I parked and got out of the truck, climbing onto the hood and then the roof. I called down, “Come up!”
They joined me one by one. And by the time we were lined up on the roof, the sun was very low in the sky. To the left was the observatory—my favorite place in the entire city. Most people knew it from Rebel Without a Cause, the beautiful art deco architecture with the three domed buildings, the middle one housing a telescope that could view distant planets. It had a planetarium and exhibits inside, but my favorite thing about the observatory was the view. You could see all of LA from here.
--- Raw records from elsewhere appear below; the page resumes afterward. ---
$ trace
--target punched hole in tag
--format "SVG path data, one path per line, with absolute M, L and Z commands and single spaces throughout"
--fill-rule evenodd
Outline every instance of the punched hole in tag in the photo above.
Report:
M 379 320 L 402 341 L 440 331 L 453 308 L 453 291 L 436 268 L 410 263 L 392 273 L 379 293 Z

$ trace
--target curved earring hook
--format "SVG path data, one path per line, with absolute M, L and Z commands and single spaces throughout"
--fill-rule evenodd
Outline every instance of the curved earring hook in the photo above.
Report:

What tourists usually came to see was the Hollywood sign, which was directly to the right of us, larger than life. Iconic but completely meaningless to me, to be honest. People who were born and raised here didn’t see LA with the same starry eyes. It was just home, and the Hollywood sign did little to stir any feelings in me. But I did feel something when I looked down at the city stretched below us.
From this vantage point, you could see downtown to the left, Dodger Stadium a little farther north of it, a sprawl of suburban areas, the main drags that crisscrossed the entire city—Wilshire, La Brea, Santa Monica. And on a clear day like today, you could see a glimmering strip of the Pacific Ocean to the very west of us.
When you saw the city like this, everything inside you slowed down. Relaxed. It wasn’t that LA was perfect, or some immigrant utopia. Like other good things in the world, it was deeply flawed, and on some days you sat parked on the 110 surrounded by buildings you couldn’t see because of the smog, and you hated it here. It could be relentless and lonely. But it was also where my dad had built his life, where so many people had. It was a place where you could grab Brazilian Korean food in the park where Walt Disney dreamed up Disneyland. But more important, it was home. And I related, deeply, to a home that was a little messed up, but ever-evolving.